25 Jun , 2021 By : Kanchan Joshi
Ashok Leyland Ltd’s shares were up around 8% in early deals on the National Stock Exchange. Investors are visibly thrilled with the company’s March quarter results announced on Thursday night.
Margin performance has been encouraging, said analysts. During the March quarter, Ashok Leyland’s earnings before interest, tax, depreciation and amortization (Ebitda) margin expanded by around 240 basis points to 7.6% vis-à-vis the December quarter. One basis point is one-hundredth of a percentage point. This was helped by operating leverage benefits.
Commenting on the results, analysts from Jefferies India Pvt. Ltd said in their first cut note, “Ashok Leyland’s March quarter volumes grew 32% quarter-on-quarter while Ebitda rose 110% quarter-on-quarter — 18?ove Jefferies estimates." The broker added, “The Ebitda beat was driven by lower-than-expected staff costs, which fell 12% quarter-on-quarter despite higher volumes." Employee costs have declined by around 12% sequentially.
On the other hand, average selling prices increased by 10% sequentially. Even so, that wasn’t enough to protect gross margin as such, which contracted by 250 basis points versus the December quarter. This has led to gross-profit-per-vehicle staying flat on a quarter-on-quarter basis, said Jefferies analysts.
Overall, revenues have increased by 45% sequentially to Rs7000 crore. “Sequentially, over Q3FY21, MHCV truck volumes for Ashok Leyland have grown by 57% in Q4FY21 which was higher than the industry growth of 53%, thereby resulting in market share improvement of 0.8% (28.9% in Q4 versus 28.1% in Q3)," said the company in its press statement. MHCV refers to medium and heavy commercial vehicles. “This performance was backed by the successful AVTR range - India’s first modular truck platform which was launched in June 2020," said the company.
To be sure, the second covid wave does pose near-term challenges for Ashok Leyland.

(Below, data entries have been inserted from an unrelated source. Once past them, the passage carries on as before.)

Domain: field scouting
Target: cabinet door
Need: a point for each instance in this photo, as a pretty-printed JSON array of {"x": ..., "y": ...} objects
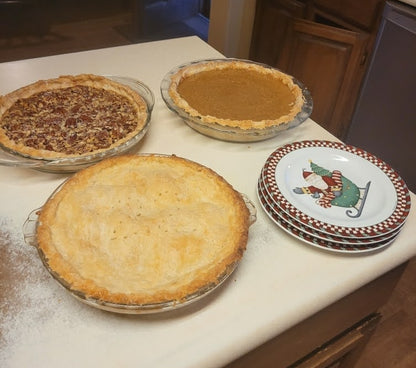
[
  {"x": 330, "y": 62},
  {"x": 272, "y": 21}
]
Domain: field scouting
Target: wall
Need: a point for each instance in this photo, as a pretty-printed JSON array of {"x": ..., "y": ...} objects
[{"x": 231, "y": 24}]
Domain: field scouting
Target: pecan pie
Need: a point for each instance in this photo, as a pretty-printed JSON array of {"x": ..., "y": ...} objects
[
  {"x": 139, "y": 229},
  {"x": 70, "y": 116},
  {"x": 236, "y": 93}
]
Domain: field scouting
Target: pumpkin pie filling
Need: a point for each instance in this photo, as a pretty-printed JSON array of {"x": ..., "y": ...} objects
[{"x": 235, "y": 93}]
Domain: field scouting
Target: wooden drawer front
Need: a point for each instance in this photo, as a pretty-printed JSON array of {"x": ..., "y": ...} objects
[
  {"x": 361, "y": 13},
  {"x": 326, "y": 60}
]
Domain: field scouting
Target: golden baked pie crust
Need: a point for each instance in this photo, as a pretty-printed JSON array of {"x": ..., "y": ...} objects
[
  {"x": 89, "y": 80},
  {"x": 244, "y": 124},
  {"x": 143, "y": 229}
]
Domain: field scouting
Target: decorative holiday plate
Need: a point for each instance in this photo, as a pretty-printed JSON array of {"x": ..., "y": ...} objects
[
  {"x": 320, "y": 243},
  {"x": 347, "y": 241},
  {"x": 336, "y": 189}
]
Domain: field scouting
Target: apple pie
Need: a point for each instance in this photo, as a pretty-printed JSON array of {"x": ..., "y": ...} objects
[{"x": 140, "y": 229}]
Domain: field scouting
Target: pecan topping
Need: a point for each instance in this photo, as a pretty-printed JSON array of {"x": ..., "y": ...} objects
[{"x": 73, "y": 120}]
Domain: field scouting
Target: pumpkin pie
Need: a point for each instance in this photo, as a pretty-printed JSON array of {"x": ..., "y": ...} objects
[{"x": 236, "y": 93}]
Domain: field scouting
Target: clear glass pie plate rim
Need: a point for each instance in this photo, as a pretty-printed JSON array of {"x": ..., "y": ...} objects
[
  {"x": 29, "y": 234},
  {"x": 229, "y": 133},
  {"x": 66, "y": 165}
]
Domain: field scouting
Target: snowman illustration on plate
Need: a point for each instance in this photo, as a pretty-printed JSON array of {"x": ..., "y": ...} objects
[{"x": 331, "y": 188}]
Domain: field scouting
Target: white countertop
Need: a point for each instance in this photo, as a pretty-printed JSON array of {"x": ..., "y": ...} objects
[{"x": 279, "y": 282}]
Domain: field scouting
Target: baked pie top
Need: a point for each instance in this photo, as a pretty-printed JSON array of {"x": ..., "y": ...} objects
[
  {"x": 143, "y": 229},
  {"x": 70, "y": 116},
  {"x": 236, "y": 94}
]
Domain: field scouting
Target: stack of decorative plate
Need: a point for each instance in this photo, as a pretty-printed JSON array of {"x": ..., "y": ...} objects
[{"x": 334, "y": 196}]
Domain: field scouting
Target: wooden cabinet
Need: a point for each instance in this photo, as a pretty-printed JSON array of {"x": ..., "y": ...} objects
[
  {"x": 333, "y": 337},
  {"x": 325, "y": 44}
]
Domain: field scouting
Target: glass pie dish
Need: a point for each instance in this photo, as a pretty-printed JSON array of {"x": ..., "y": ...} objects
[
  {"x": 30, "y": 237},
  {"x": 234, "y": 133},
  {"x": 12, "y": 158}
]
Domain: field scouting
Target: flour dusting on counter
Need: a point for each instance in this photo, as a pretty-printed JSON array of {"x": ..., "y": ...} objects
[{"x": 30, "y": 300}]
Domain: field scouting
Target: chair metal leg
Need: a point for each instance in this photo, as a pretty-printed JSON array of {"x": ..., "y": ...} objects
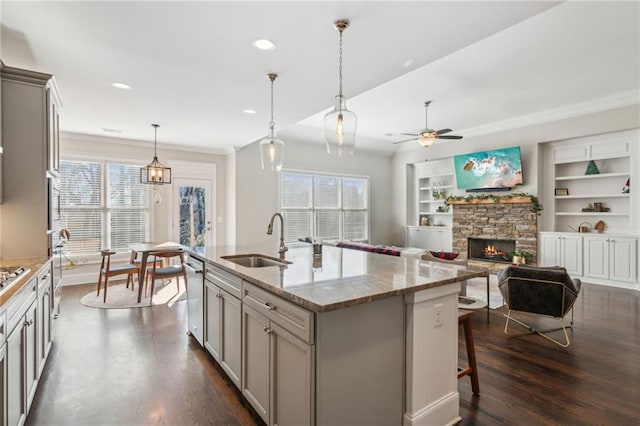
[{"x": 542, "y": 333}]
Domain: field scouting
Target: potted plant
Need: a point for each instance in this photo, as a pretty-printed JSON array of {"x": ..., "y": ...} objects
[{"x": 520, "y": 257}]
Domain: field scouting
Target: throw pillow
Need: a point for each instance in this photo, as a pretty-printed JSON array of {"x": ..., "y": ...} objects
[{"x": 445, "y": 255}]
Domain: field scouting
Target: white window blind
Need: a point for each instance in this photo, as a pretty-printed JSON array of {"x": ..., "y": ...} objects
[
  {"x": 103, "y": 205},
  {"x": 325, "y": 207}
]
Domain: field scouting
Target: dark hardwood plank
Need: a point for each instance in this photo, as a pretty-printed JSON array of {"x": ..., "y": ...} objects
[
  {"x": 137, "y": 366},
  {"x": 529, "y": 380},
  {"x": 131, "y": 367}
]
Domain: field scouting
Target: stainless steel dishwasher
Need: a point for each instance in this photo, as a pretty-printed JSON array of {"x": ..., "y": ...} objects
[{"x": 195, "y": 298}]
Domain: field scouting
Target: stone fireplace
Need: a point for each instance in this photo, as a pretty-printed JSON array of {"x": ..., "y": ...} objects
[
  {"x": 490, "y": 249},
  {"x": 510, "y": 219}
]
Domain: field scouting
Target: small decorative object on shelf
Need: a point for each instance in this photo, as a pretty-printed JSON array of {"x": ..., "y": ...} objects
[
  {"x": 592, "y": 169},
  {"x": 627, "y": 186}
]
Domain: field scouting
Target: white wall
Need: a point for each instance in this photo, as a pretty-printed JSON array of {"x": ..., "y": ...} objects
[
  {"x": 257, "y": 190},
  {"x": 527, "y": 138}
]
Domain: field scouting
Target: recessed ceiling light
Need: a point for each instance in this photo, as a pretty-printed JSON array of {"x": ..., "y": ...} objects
[
  {"x": 264, "y": 44},
  {"x": 121, "y": 85},
  {"x": 108, "y": 130}
]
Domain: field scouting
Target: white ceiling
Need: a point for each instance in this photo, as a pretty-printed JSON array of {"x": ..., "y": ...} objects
[{"x": 485, "y": 65}]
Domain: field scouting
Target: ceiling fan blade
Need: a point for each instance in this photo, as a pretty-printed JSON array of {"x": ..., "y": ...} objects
[{"x": 406, "y": 140}]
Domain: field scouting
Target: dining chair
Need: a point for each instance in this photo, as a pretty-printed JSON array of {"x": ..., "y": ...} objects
[
  {"x": 176, "y": 270},
  {"x": 107, "y": 271}
]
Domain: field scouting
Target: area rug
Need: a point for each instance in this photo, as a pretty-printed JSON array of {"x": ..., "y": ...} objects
[
  {"x": 477, "y": 288},
  {"x": 118, "y": 296}
]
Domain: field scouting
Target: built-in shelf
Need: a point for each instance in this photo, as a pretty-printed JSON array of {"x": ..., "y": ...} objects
[
  {"x": 590, "y": 196},
  {"x": 622, "y": 214},
  {"x": 596, "y": 176}
]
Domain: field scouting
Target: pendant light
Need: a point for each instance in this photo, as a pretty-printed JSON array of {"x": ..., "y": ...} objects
[
  {"x": 155, "y": 173},
  {"x": 340, "y": 124},
  {"x": 271, "y": 148}
]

Meanwhile, shares of Ashok Leyland have outperformed the broader Nifty 100 index substantially. “The stock trades at FY23E 9.7 times EV/Ebitda and 3.8 times price to book value," said Motilal Oswal Financial Services Ltd analysts in a report on 24 June. EV is short for enterprise value. The broker added, “For FY21, cash flow from operations declined to Rs21.1 crore (versus Rs940 crore), primarily due to the impact of the near-washout in 1HFY21 and an increase in working capital by about Rs430 crore."